35. As a resident alien of the United States, von der Goltz is subject to U.S. tax laws, which require him to report and pay income tax on worldwide income, including income and capital gains generated in domestic and foreign bank accounts. At all times relevant to this Indictment, von der Goltz evaded these requirements by setting up a series of shell companies and bank accounts, and hiding his beneficial ownership of the shell companies and bank accounts from the IRS. Von der Goltz was assisted in this scheme by RAMSES OWENS, a/k/a “Ramses Owens Saad,” the defendant, and by Gaffey.

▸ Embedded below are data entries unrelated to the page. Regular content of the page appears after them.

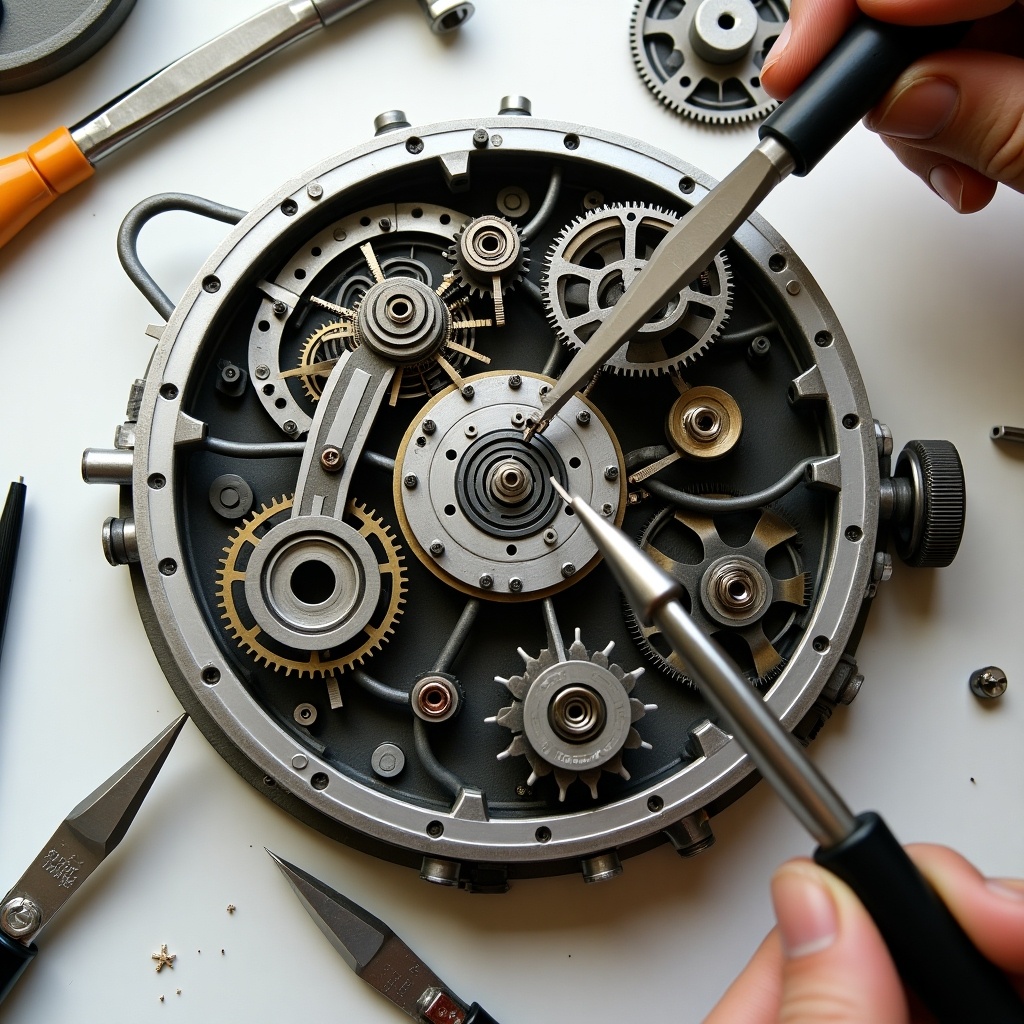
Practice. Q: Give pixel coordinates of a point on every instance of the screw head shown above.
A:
(331, 459)
(988, 683)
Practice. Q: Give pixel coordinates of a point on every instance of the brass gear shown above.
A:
(373, 637)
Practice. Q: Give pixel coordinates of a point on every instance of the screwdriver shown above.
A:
(930, 949)
(378, 955)
(839, 92)
(79, 846)
(30, 181)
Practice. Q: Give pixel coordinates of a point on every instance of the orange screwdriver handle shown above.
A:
(31, 180)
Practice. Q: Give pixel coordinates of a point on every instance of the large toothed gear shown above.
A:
(572, 717)
(241, 624)
(598, 256)
(702, 58)
(732, 592)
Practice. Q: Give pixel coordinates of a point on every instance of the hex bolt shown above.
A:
(988, 683)
(331, 459)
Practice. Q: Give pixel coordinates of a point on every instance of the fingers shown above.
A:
(836, 967)
(755, 996)
(966, 105)
(991, 911)
(814, 28)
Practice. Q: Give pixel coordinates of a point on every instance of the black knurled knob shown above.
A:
(931, 536)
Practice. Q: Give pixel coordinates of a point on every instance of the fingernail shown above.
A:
(779, 45)
(1009, 888)
(947, 184)
(920, 111)
(806, 912)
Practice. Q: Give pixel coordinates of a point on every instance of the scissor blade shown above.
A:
(683, 253)
(91, 830)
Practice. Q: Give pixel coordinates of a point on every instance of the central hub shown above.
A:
(403, 321)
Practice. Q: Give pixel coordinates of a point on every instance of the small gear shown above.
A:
(230, 594)
(572, 717)
(729, 588)
(598, 256)
(489, 259)
(702, 57)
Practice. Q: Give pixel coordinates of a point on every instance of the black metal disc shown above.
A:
(42, 41)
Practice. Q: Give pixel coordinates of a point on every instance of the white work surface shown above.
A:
(933, 304)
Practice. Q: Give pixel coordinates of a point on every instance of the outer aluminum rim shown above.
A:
(190, 648)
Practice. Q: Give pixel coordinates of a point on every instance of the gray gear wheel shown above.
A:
(597, 257)
(572, 717)
(702, 57)
(731, 589)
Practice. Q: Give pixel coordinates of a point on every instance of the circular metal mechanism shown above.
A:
(593, 262)
(19, 916)
(230, 496)
(331, 291)
(705, 423)
(435, 697)
(988, 684)
(483, 505)
(728, 588)
(43, 41)
(931, 534)
(293, 588)
(572, 716)
(702, 57)
(403, 321)
(388, 760)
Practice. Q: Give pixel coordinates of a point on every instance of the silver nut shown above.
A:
(988, 683)
(19, 916)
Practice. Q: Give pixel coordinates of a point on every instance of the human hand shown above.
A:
(955, 119)
(826, 962)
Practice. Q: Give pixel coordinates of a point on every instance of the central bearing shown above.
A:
(403, 321)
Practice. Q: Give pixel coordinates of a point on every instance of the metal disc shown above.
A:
(42, 41)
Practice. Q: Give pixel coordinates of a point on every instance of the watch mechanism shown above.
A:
(357, 574)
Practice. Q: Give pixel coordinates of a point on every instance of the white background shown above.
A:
(933, 304)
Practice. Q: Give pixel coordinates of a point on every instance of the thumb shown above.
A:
(836, 966)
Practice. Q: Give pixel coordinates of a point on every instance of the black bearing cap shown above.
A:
(929, 536)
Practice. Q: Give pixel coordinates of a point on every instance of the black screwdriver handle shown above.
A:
(849, 82)
(931, 950)
(477, 1015)
(13, 960)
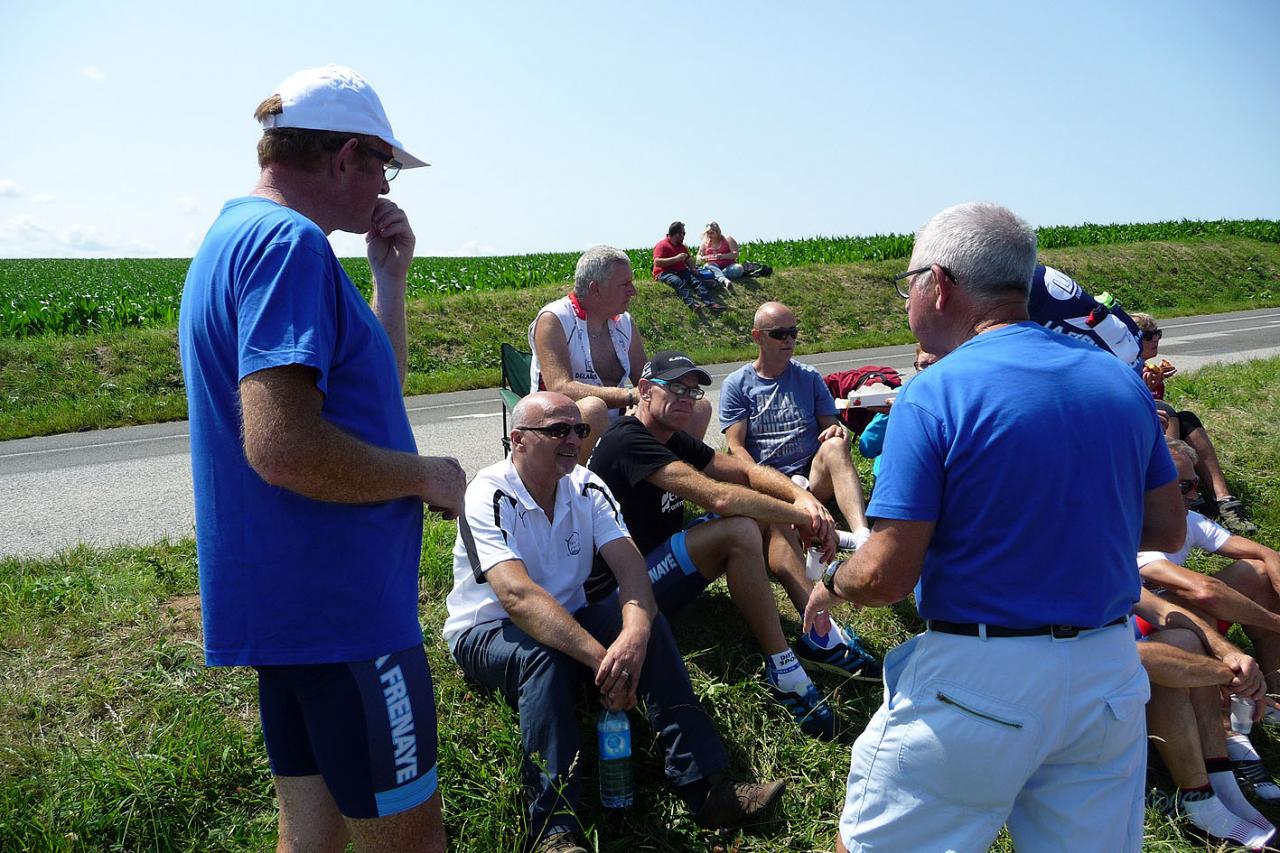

      1. As part of this fraudulent scheme, and as discussed in greater detail below, von der Goltz, Gaffey, and RAMSES OWENS, a/k/a “Ramses Owens Saad,11 the defendant, have falsely claimed is the sole that von der Goltz1 s elderly mother (the “Mother beneficial owner of the shell companies and bank accounts at issue. At present, the Mother is approximately 102 years old. She is a Guatemalan citizen and resident, and – unlike von der Goltz – she is not a U.S. taxpayer.

. . .

43. Beginning in or about 2000, von der Goltz maintained bank accounts held in the names of various Revack Entities, as well as the Revack Holdings Foundation (the “Revack Bank Accounts”). At all times relevant to this Indictment, the Revack Bank Accounts, which included investment accounts as well as checking and savings accounts, were located both in the United States and abroad at various financial institutions. Von der Goltz – as the beneficiary of the Revack Trust and the Revack Holdings Foundation, and as a beneficial owner of the Revack Entities – was a beneficial owner of the assets in the Revack Bank Accounts. However, von der Goltz used the assets in the Revack Bank Accounts for his personal benefit without properly reporting the assets to the IRS or paying the appropriate income taxes on income generated by the assets as he was legally obligated to do. Von der Goltz was assisted in that effort by RAMSES OWENS, a/k/a “Ramses Owens Saad,” the defendant, and by Gaffey.

The case underscores, yet again, the DOJ’s and IRS’s intense focus on international tax enforcement and continued prioritization of prosecuting taxpayers who have willfully failed to disclose offshore assets.  The case is also a harbinger of things to come: Expect to see more and more cases arising out of the Panama Papers leak.